From time to time, my thoughts get messy, my emotions fluctuate, my mind is up and down like everybody else. But as a media music composer with delivery deadlines, there’s no time for me to feel grumpy. Sometimes I have to write two 3-minute music tracks in a day!
So I did some research, trying to find ways to avoid this situation, or at least decrease the frequency. Then I found—tada!—meditation!
In this site, I try not to talk about the usual benefits of mindfulness and meditation—that they can help you relieve stress, sleep better, blah blah blah. I want to share the cool parts I found in other aspects.
But today, I still have to talk about how meditation helps me control my mind better.
How Meditation Helps
Mindfulness and meditation are basically the same. Mindfulness is trying to have that little meditation feeling in your everyday life, and meditation is like a deeper mindful state.
With only a few months of practice, I felt the difference.
When I encounter anger, depression, grumpy days, or not-so-great people, I can notice my emotions objectively, like watching my emotions move from a different angle.
As Sam Harris says in his meditation app Waking Up, “Try to get into this meditation state in your daily life, even just a blink moment is good enough.”

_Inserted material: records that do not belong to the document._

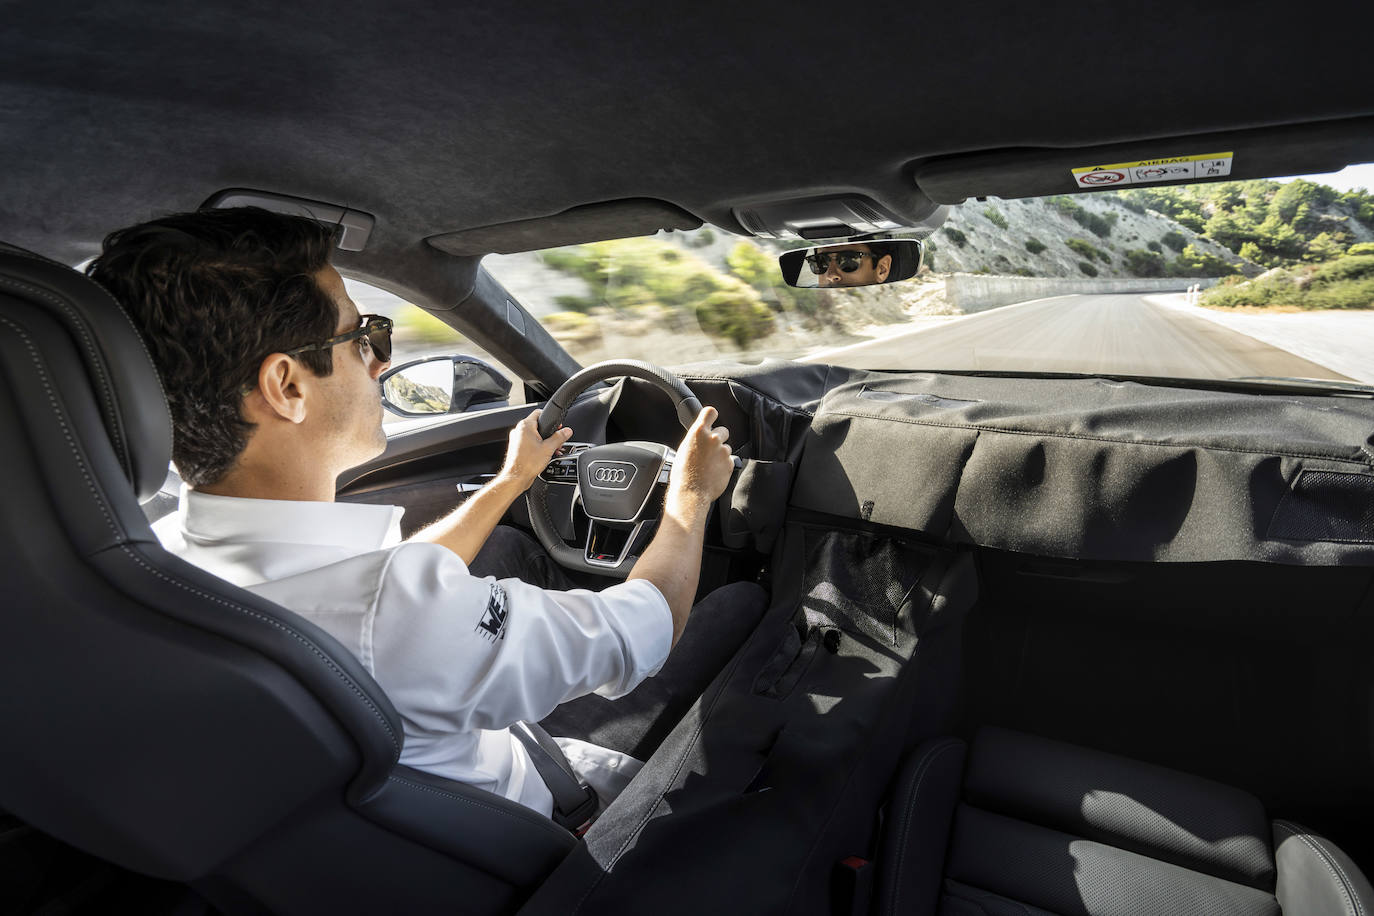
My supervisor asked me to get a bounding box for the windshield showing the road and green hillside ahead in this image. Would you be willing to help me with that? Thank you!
[482,173,1374,385]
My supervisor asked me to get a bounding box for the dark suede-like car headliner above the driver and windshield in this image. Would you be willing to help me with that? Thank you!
[0,0,1374,275]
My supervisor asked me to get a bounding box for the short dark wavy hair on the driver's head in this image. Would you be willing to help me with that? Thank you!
[87,207,338,486]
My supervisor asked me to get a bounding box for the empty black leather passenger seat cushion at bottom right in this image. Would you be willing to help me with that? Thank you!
[875,728,1374,916]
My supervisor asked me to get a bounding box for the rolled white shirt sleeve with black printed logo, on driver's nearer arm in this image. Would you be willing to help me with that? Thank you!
[371,544,673,731]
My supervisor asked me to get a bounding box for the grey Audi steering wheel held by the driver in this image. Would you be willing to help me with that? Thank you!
[525,360,701,578]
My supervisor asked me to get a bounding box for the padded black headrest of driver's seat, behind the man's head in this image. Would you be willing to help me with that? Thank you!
[0,243,172,503]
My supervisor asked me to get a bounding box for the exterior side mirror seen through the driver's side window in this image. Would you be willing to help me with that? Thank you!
[378,356,511,416]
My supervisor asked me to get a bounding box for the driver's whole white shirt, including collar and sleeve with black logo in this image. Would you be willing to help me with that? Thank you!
[154,486,672,814]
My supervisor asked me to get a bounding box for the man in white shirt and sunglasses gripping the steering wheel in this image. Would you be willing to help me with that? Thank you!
[88,207,763,829]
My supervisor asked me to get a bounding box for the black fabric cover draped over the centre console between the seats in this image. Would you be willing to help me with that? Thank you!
[522,525,976,916]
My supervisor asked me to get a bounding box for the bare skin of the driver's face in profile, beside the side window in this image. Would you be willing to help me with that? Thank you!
[312,266,389,467]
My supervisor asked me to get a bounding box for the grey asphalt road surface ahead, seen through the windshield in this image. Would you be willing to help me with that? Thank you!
[804,294,1348,380]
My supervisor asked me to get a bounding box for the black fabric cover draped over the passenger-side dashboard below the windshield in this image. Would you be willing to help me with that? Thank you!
[774,367,1374,566]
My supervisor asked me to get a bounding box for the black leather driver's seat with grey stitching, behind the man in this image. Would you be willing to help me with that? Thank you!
[0,246,578,913]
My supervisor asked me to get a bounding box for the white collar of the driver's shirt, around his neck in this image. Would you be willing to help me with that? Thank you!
[177,483,405,552]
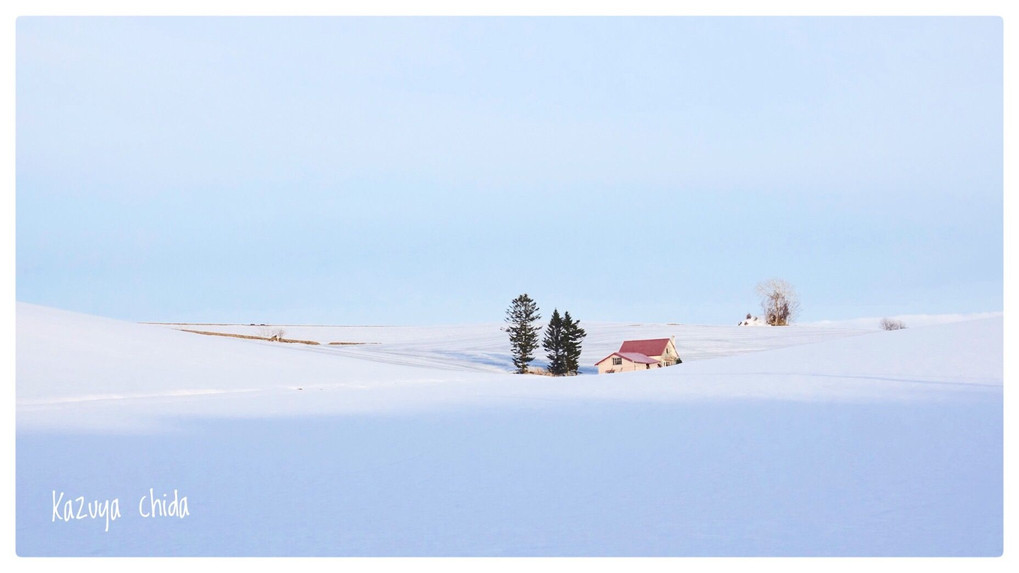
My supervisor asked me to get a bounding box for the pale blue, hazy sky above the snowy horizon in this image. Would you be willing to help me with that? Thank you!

Since I can see what affects my emotions more objectively, I can avoid being led by bad emotions like anger, sadness, or depression. So I can have a steadier mind.
But of course, I’m not a Jedi master or in a Bene Gesserit sisterhood. I still feel angry, sad, betrayed, and soupy all the time. But when I encounter those feelings, now I know how to get out of them sooner.

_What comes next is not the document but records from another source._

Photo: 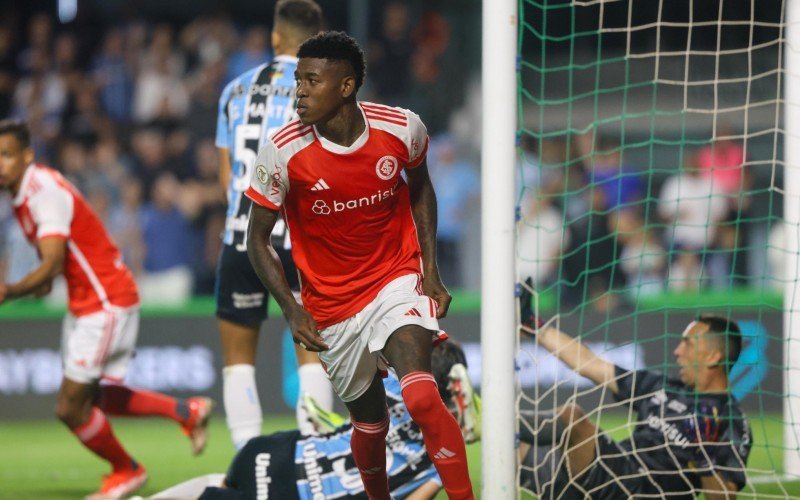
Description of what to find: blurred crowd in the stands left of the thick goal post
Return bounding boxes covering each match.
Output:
[0,2,479,301]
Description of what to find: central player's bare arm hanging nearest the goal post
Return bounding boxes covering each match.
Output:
[406,160,452,318]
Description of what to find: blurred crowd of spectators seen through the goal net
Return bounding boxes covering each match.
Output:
[517,125,782,310]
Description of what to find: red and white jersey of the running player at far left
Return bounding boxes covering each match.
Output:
[14,164,139,316]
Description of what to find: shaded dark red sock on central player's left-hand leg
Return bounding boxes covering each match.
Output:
[350,416,389,500]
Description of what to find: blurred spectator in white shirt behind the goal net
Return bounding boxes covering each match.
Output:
[658,154,727,290]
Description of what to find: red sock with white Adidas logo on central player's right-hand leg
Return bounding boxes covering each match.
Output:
[400,372,474,500]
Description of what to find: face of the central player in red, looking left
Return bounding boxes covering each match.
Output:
[294,57,355,125]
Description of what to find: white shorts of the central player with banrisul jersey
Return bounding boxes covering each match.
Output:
[319,274,447,403]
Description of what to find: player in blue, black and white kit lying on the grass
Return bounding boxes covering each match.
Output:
[145,342,480,500]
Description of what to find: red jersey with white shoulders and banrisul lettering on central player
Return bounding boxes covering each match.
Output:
[246,102,428,329]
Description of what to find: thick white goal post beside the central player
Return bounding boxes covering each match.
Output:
[481,0,517,500]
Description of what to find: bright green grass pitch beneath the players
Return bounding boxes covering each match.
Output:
[0,416,800,500]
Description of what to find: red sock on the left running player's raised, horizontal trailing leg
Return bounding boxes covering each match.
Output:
[99,384,189,423]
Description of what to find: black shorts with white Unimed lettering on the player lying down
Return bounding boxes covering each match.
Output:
[225,431,300,500]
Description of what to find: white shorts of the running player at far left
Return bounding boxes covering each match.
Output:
[61,307,139,384]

And that’s the secret that helped me get through the longest red light so far in my life, and still feel fulfilled every day.
Meditation Exercise
As some research says, even 5-10 minutes of meditation a day can have a huge impact on your life.
It’s very easy:
- Find a place to sit or lie down, without distractions.
- Relax your body, from toe to head.
- Focus on your breath, feel the up and down in your chest, feel the flow through your nostrils.

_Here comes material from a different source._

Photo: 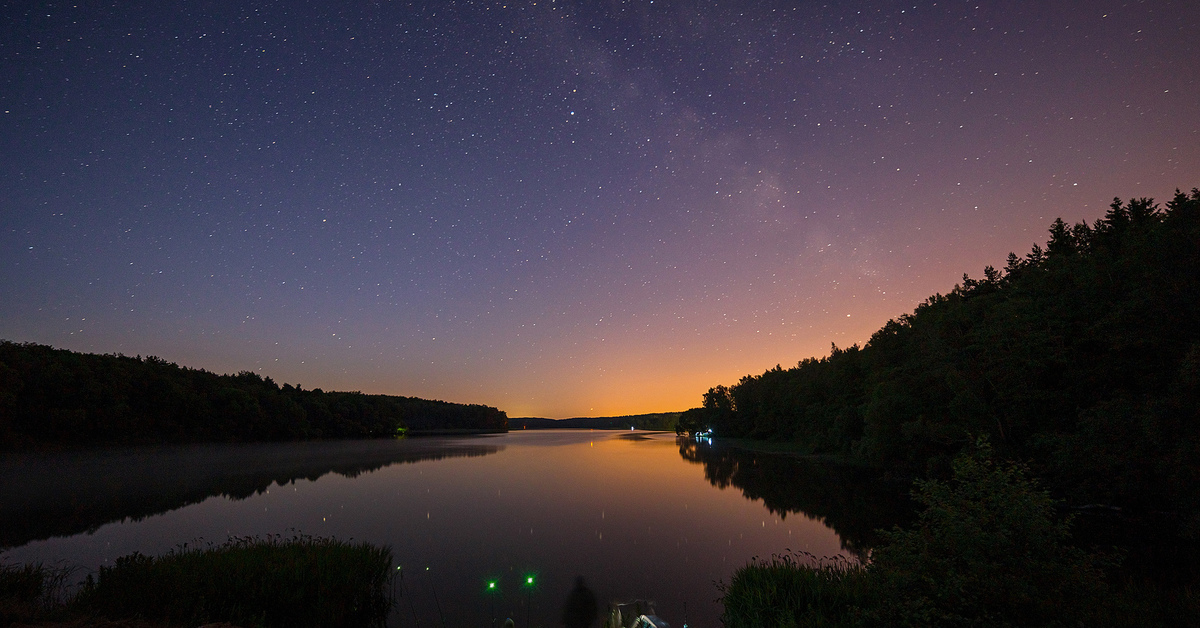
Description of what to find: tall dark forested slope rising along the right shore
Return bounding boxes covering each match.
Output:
[680,189,1200,538]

- I usually imagine I’m in a black space, sitting on a water surface.
- Everything is your consciousness: It’s a trick I learned from Sam Harris' meditation app Waking Up. All the things you hear, feel, taste, think, love, and hate are in one space—your consciousness. This trick taught me how to face bad emotions and see my mind more objectively.
- Open your mind: In the end, I reflect on The Alphabet of the Heart, by Dr. James Doty in his book Into The Magic Shop, from C to L:
- C: Compassion: Feel others’ pain with a desire to help.
- D: Dignity: Recognize that dignity is an essential part of everyone.
- E: Equanimity: Stay even when good and bad things happen.
- F: Forgiveness: The best gift to yourself and others.
- G: Gratitude: Is there anything you are grateful for?
- H: Humility: Stay humble; you can learn from anything.
- I: Integrity: Define what is most valuable to you.
- J: Justice: Everyone can make this society better.
- K: Kindness: The practice of compassion.
- L: Love: The ultimate answer.
It might sound cliché to you, but I wouldn’t write them here if they didn’t work for me. Those words are powerful to reflect on. You can feel the impact on your mind when you mindfully meditate on those words.
That’s it! Just a 5-minute practice anytime—before bed, after a workout, in the middle of work—is great for you to have a clearer mind.